The executive editor of Rolling Stone -- the magazine responsible for the bombshell profile of General Stanley McChrystal -- scoffed at the fact that the first official to be fired for the slew of controversial remarks was the public relations hand that set up the interview.
"The PR person is always the first to go," said Eric Bates, executive editor of "Rolling Stone, of the immediate firing of Duncan Boothby, a civilian press aide to McChrystal. "I don't know if that is really the issue. It is not like McChrystal and his team didn't know who is in the room and how much time was spent with them."
In an interview with the Huffington Post, Bates offered some illuminating details as to how the magazine -- known best for its music coverage and biting, cynical take on the political process -- scored one of the widely discussed profiles of the Obama years. The article's author, freelance reporter Michael Hastings had approached McChrystal's camp many months ago with the proposition of doing a profile for the magazine, said Bates.

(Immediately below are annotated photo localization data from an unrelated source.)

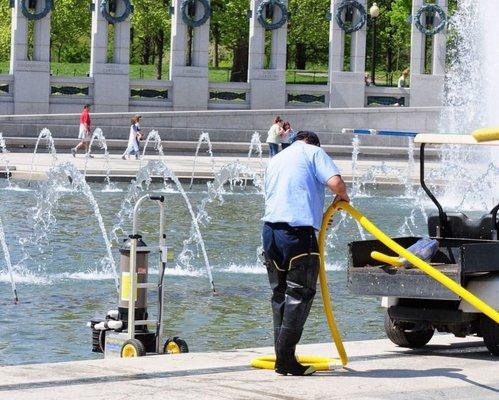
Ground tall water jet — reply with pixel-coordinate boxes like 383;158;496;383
247;131;264;169
190;132;215;189
110;160;216;292
140;130;165;161
0;216;19;303
437;0;498;209
351;135;361;197
0;132;13;188
194;161;264;229
28;128;57;185
24;162;119;291
84;128;114;190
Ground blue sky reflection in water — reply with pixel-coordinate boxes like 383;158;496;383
0;180;430;365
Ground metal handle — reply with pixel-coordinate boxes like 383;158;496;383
132;194;165;235
149;195;165;202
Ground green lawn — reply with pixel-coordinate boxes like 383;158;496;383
0;60;397;86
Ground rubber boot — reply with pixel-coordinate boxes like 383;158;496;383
264;253;287;354
275;328;316;376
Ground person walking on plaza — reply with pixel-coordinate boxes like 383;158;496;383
396;68;410;106
266;116;284;157
122;115;143;160
261;131;350;376
280;121;296;150
72;104;92;157
397;68;410;88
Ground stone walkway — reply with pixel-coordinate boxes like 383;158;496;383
0;335;497;400
3;152;431;185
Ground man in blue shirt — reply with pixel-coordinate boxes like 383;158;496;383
262;131;349;376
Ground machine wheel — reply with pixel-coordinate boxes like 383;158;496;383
121;339;146;358
164;337;189;354
384;312;434;348
480;315;499;356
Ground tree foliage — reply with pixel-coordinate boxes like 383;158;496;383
0;0;459;82
0;3;11;62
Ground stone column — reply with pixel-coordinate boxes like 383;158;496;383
247;0;287;110
328;0;367;108
10;0;51;114
409;0;447;107
90;0;130;112
169;0;210;110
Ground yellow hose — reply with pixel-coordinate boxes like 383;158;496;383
370;251;403;267
250;355;343;371
252;200;499;371
251;202;350;370
472;128;499;142
335;201;499;324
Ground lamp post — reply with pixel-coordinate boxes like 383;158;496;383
369;2;380;86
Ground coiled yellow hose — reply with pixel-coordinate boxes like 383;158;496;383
252;200;499;371
251;200;349;371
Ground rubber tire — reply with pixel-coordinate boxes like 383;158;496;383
121;338;146;358
384;311;434;348
480;315;499;356
164;336;189;354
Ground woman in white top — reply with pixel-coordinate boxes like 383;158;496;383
266;116;284;157
122;115;143;160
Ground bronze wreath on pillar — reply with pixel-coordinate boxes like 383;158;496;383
335;0;367;34
100;0;133;24
414;3;447;36
257;0;288;30
180;0;211;28
20;0;53;21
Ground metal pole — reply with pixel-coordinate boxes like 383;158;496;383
371;18;377;86
128;237;137;340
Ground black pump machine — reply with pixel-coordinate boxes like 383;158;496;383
89;194;188;358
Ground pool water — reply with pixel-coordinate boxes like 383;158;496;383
0;180;431;365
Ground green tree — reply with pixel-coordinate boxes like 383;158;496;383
50;0;91;64
131;0;171;79
288;0;330;70
0;3;11;63
210;0;249;81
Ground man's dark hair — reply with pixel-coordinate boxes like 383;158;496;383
294;131;321;147
84;104;91;109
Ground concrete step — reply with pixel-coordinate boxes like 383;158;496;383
2;137;439;159
0;335;495;400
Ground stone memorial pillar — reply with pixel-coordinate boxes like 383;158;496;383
410;0;447;107
247;0;288;110
90;0;131;112
10;0;51;114
169;0;210;110
328;0;367;108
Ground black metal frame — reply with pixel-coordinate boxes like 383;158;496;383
420;142;499;237
420;143;448;237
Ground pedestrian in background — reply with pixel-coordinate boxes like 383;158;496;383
280;121;295;150
72;104;92;157
122;115;143;160
266;116;284;157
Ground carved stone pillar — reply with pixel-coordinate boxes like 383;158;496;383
410;0;447;107
10;0;51;114
247;0;288;110
90;0;131;112
169;0;210;110
328;0;367;108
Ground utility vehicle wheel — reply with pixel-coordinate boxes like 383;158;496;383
121;339;146;358
164;337;189;354
384;312;434;348
480;315;499;356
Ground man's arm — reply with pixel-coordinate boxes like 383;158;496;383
326;175;350;203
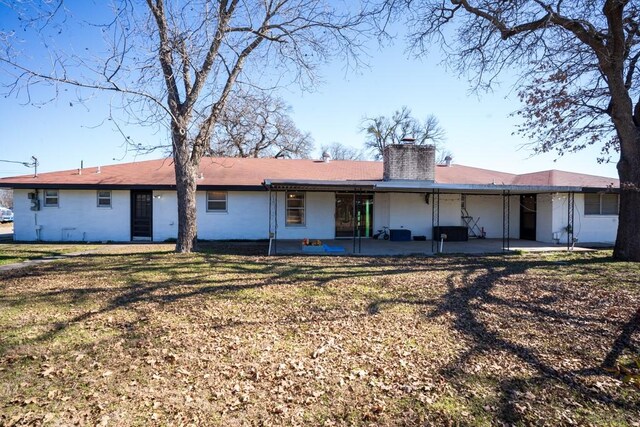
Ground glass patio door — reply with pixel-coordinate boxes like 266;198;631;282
335;194;373;238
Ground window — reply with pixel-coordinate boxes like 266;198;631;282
286;191;305;226
601;194;619;215
97;190;112;208
44;190;59;207
584;193;619;215
207;191;227;212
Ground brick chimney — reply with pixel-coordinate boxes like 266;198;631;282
383;143;436;181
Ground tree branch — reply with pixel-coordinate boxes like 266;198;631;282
0;57;176;122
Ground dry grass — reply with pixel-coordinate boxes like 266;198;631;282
0;243;101;266
0;245;639;426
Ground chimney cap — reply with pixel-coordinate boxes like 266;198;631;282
401;137;416;144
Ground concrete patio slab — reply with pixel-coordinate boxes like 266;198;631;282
272;238;605;256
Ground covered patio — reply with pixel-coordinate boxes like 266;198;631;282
264;178;585;256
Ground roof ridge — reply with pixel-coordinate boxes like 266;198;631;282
516;168;618;180
437;163;517;176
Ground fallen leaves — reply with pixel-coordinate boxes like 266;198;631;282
0;248;639;426
39;366;56;378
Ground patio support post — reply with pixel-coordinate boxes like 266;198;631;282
268;188;272;255
431;189;440;253
567;192;575;251
502;190;511;252
352;189;357;254
268;190;278;255
358;188;362;254
431;189;435;253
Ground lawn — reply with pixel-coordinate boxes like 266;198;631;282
0;243;100;266
0;245;639;426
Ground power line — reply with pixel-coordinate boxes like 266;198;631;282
0;159;32;167
0;156;39;177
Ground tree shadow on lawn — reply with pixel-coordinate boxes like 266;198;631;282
0;252;480;367
368;256;640;423
1;251;638;422
0;248;91;265
1;251;451;333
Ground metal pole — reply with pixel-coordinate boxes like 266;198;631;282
507;191;511;251
431;189;435;253
503;191;510;252
358;189;362;254
268;188;272;256
567;192;575;250
431;189;440;253
274;191;278;255
437;190;440;253
352;191;356;254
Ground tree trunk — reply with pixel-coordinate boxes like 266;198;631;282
607;81;640;261
173;133;199;253
613;137;640;261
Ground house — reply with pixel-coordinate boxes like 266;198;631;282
0;144;619;250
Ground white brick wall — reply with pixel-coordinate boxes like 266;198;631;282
542;193;618;244
13;189;130;242
274;191;335;240
464;195;520;239
11;188;618;244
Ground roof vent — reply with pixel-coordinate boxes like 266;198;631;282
444;155;452;167
322;151;331;163
96;166;101;174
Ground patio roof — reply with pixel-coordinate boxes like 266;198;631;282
262;179;378;192
263;178;584;194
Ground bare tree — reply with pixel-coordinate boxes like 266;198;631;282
210;90;313;159
361;106;446;159
320;142;364;160
0;189;12;209
1;1;365;253
376;1;640;261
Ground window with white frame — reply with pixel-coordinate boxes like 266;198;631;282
97;190;112;208
207;191;227;212
584;193;619;215
44;190;59;207
286;191;305;226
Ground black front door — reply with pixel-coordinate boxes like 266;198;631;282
131;190;152;240
520;195;536;241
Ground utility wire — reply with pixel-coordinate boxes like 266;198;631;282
0;156;38;176
0;159;33;167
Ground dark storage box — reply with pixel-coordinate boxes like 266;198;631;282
433;226;468;242
390;229;411;241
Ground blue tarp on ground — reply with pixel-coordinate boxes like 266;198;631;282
323;244;345;253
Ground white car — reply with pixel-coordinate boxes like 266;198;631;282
0;208;13;223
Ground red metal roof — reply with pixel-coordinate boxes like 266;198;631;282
0;157;619;189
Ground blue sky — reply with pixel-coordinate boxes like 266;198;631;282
0;4;619;180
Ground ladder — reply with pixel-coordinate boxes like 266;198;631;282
461;207;483;238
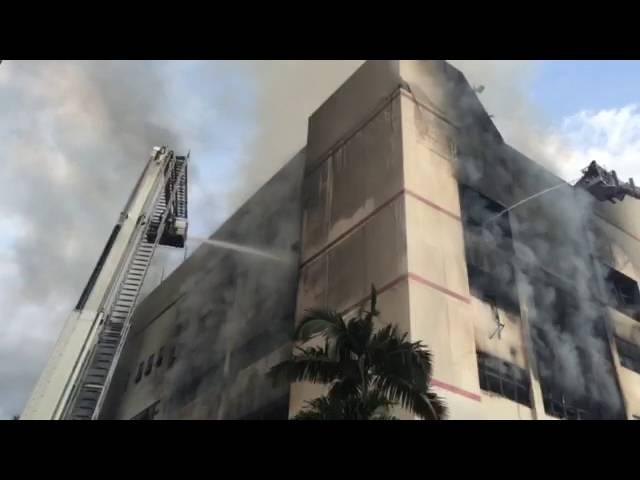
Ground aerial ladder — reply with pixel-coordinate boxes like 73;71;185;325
21;145;189;420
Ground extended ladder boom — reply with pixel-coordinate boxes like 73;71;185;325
21;146;189;420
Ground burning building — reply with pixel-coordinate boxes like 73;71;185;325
93;60;640;419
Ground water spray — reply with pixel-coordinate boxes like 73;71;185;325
187;237;294;264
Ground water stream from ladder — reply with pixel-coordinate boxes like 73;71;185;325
187;237;293;264
483;179;579;227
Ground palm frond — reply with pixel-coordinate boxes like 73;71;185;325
370;413;398;420
295;308;348;343
328;375;360;399
369;326;434;387
268;345;341;385
293;396;344;420
371;374;447;420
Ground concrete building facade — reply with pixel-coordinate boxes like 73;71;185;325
103;60;640;420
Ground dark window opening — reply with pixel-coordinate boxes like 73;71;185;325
605;268;640;320
156;347;164;367
174;323;183;338
130;401;160;420
468;264;520;315
134;362;144;384
460;185;514;249
168;345;177;368
123;371;131;392
542;393;589;420
530;280;626;420
144;354;154;376
238;395;290;420
615;336;640;374
476;351;531;407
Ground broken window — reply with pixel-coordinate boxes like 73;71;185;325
144;354;154;376
468;264;520;315
130;401;160;420
615;336;640;374
543;394;588;420
156;347;164;367
460;185;514;249
605;268;640;320
476;351;531;407
134;362;144;384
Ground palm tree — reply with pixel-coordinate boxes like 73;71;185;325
269;286;447;420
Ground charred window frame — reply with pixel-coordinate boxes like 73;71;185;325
130;401;160;420
134;362;144;384
468;264;520;315
459;185;514;253
542;394;589;420
123;371;131;392
615;336;640;374
156;347;164;367
174;322;184;338
144;354;155;376
476;351;531;407
168;345;178;368
605;268;640;320
238;395;290;420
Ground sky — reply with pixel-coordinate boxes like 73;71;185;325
1;60;640;419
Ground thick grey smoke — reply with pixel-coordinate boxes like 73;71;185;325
4;60;632;419
442;60;627;417
0;60;363;419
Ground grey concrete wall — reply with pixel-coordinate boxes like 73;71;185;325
100;149;306;420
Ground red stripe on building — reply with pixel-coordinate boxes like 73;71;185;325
408;273;470;304
301;190;405;267
431;379;482;402
301;189;461;268
404;189;461;222
340;274;409;314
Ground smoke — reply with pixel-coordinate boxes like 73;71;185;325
0;60;363;418
4;60;635;419
440;60;627;417
151;152;306;419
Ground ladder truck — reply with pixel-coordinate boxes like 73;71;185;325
21;145;189;420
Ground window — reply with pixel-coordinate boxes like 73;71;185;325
168;345;177;368
468;264;520;315
130;401;160;420
144;354;155;376
477;351;531;407
615;336;640;374
543;394;588;420
174;323;183;338
460;185;514;248
123;371;131;392
238;395;290;420
156;347;164;367
134;362;144;384
605;268;640;319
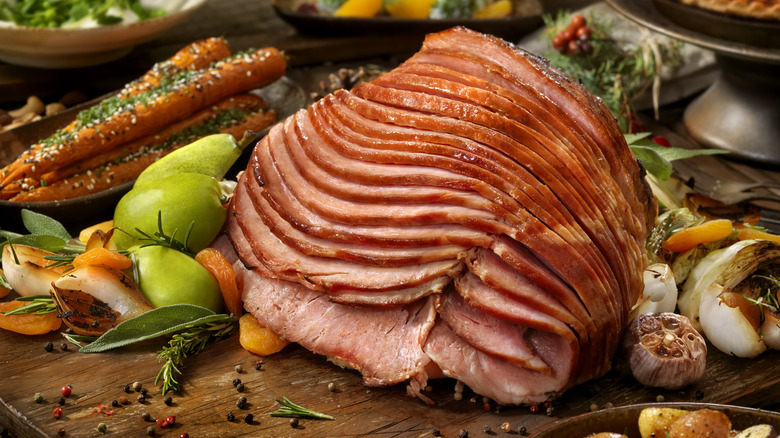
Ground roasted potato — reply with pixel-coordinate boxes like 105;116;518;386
638;407;689;438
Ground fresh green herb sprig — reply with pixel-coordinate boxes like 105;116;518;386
0;209;84;256
270;397;334;420
1;295;57;315
155;317;237;394
0;0;166;28
540;10;684;133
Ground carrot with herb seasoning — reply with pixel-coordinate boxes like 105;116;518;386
0;46;286;198
9;95;277;202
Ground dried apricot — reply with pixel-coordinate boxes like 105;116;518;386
195;248;242;316
239;313;289;356
72;247;131;270
662;219;733;253
0;300;61;335
738;227;780;244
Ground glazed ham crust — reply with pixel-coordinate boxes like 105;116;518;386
230;27;655;405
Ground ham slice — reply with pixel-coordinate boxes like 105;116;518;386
228;27;654;405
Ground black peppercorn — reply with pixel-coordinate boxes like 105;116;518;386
458;429;468;438
236;383;245;392
518;425;527;436
432;428;441;437
137;394;146;403
289;418;299;428
226;412;235;421
58;396;65;405
123;384;132;393
146;425;155;436
254;361;263;370
44;341;54;352
232;378;241;387
57;427;66;436
111;400;119;407
482;425;492;434
141;412;151;422
140;388;148;395
164;396;173;406
59;343;68;352
242;413;253;424
237;396;247;409
695;390;705;400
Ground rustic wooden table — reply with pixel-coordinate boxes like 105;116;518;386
4;1;780;437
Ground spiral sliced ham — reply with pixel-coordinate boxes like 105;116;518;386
229;27;655;405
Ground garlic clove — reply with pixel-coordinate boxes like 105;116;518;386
51;265;154;336
621;312;707;390
630;263;677;321
1;244;69;296
699;283;766;358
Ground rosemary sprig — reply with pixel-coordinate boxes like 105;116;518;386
134;211;196;257
1;295;58;315
270;397;334;420
155;316;238;394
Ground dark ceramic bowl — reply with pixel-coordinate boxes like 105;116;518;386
531;403;780;438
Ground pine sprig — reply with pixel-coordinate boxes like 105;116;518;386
541;10;684;132
270;397;334;420
155;316;238;394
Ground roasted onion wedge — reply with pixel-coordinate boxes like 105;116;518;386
1;244;69;297
51;265;154;336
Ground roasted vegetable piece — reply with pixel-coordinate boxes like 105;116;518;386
622;313;706;390
733;424;778;438
239;313;290;356
667;409;731;438
662;218;734;253
1;244;69;297
0;300;61;335
638;407;689;438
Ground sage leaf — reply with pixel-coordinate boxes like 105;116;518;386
21;209;71;241
5;234;70;253
631;145;674;181
80;304;223;353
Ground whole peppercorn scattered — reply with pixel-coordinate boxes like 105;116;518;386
164;396;173;406
146;425;155;436
546;406;555;417
58;396;66;406
34;393;43;403
482;425;492;434
60;385;72;397
166;416;176;426
111;400;119;407
289;418;299;428
237;396;247;409
44;341;54;352
656;395;665;403
123;384;132;393
59;343;68;352
140;388;148;396
156;419;167;428
254;360;264;370
695;390;705;400
432;428;441;437
327;382;336;392
529;404;539;414
236;383;245;392
118;396;129;405
589;403;599;412
97;423;107;434
180;434;189;438
232;378;241;387
132;382;142;392
53;407;63;419
500;422;511;433
235;364;244;373
137;394;146;403
518;425;528;436
482;402;490;411
141;412;152;422
457;429;469;438
57;427;66;436
226;412;235;421
242;413;253;424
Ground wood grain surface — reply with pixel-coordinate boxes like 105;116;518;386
2;317;780;438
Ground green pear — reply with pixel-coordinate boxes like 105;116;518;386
134;132;255;186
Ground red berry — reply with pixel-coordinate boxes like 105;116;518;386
567;40;581;55
571;14;587;29
552;34;566;51
482;402;491;411
576;26;591;41
60;386;71;397
166;416;176;425
652;136;671;147
53;407;63;419
559;28;574;43
530;404;539;414
180;434;189;438
157;419;167;427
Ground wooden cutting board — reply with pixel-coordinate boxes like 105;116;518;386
2;318;780;438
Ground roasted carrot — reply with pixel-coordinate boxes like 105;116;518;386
0;46;286;195
10;98;276;202
120;37;232;98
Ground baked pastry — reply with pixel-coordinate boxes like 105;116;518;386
674;0;780;21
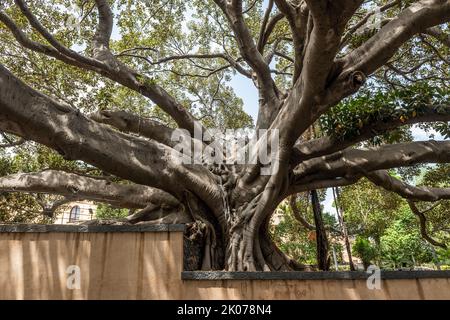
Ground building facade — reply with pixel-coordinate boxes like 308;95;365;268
53;201;97;224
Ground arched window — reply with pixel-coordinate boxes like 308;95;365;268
69;205;81;222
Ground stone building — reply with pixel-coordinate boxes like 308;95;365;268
53;200;97;224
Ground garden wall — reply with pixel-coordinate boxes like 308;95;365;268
0;224;449;300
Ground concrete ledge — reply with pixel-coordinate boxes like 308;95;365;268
0;223;185;233
182;270;450;280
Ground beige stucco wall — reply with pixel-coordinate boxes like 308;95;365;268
1;231;449;300
53;201;97;225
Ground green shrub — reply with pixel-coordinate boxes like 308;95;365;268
95;203;129;220
352;236;377;269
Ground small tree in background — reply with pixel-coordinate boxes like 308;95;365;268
381;207;433;269
352;236;377;269
95;203;129;220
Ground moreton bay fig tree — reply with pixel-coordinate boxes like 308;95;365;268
0;0;449;271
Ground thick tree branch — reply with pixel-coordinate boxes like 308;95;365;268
0;170;180;209
408;200;447;248
287;176;360;197
293;140;450;184
34;194;77;218
289;195;315;230
0;64;223;215
213;0;280;129
122;202;192;225
340;0;401;47
92;0;113;58
267;0;363;146
274;0;309;82
292;104;450;164
0;11;101;71
320;0;450;110
257;0;274;54
261;13;284;53
1;4;202;135
90;110;176;147
14;0;105;69
366;170;450;202
339;0;450;81
257;1;284;55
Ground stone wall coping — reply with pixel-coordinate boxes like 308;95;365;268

He pitched it as a "broad piece," in which he would cover a wide scope of the general's military history, talk to those who knew him on a personal level, and spend time with him in Afghanistan. Much of the reporting took place in April, with Hastings scoring an unusual and profoundly lucky break: Volcanoes over Iceland required McChrystal to travel to Berlin by bus, during which he and his aides were drinking on the road trip "the whole way," according to Hastings.
The magazine, said Bates, knew it was sitting on something deeply newsworthy months before the article was published. "Like any reader you can't read this story and not know from the first sentence that the comments in there are really explosive," he said. "Even before that, Michael had been in touch with me and we had been in touch along the way and it became clear he was getting amazing access."
The magazine did not ask the White House for comment prior to the article being sent on an embargoed basis to reporters on Monday night. The president and his team, Bates said, would have to have heard word about the information either from McChrystal's camp or from reporters who were calling up administration officials for comment.
"I think many of us found out about the [contents] when we were reading the article last evening," White House Press Secretary Robert Gibbs said on Tuesday.
The editors did a thorough fact-check as evidenced by the lack of dispute over the veracity of the quotes or exchanges. "I haven't heard a word about that and would be shocked if I did," said Bates. They did not, as reported by Politico, show the general and his team the entire article before publication.
"That all stems from Politico misunderstanding my comments on Morning Joe this morning," said Bates. "We never show a story to a source before publication."
The Rolling Stone editor had some other choice words for Politico, beyond an irritation over its inaccurate take on the fact checking behind the piece. Bates chastised the publication for linking Hastings story to its own site, as a means of driving web traffic there and not to Rolling Stone. "They posted our story on their site, which was inappropriate," said Bates. "We contacted them immediately and they took it down."
As for the fallout of the piece, Bates pledged that the Rolling Stone would be posting follow up material some of which could include information that was left on the chopping block during Hasting's first piece.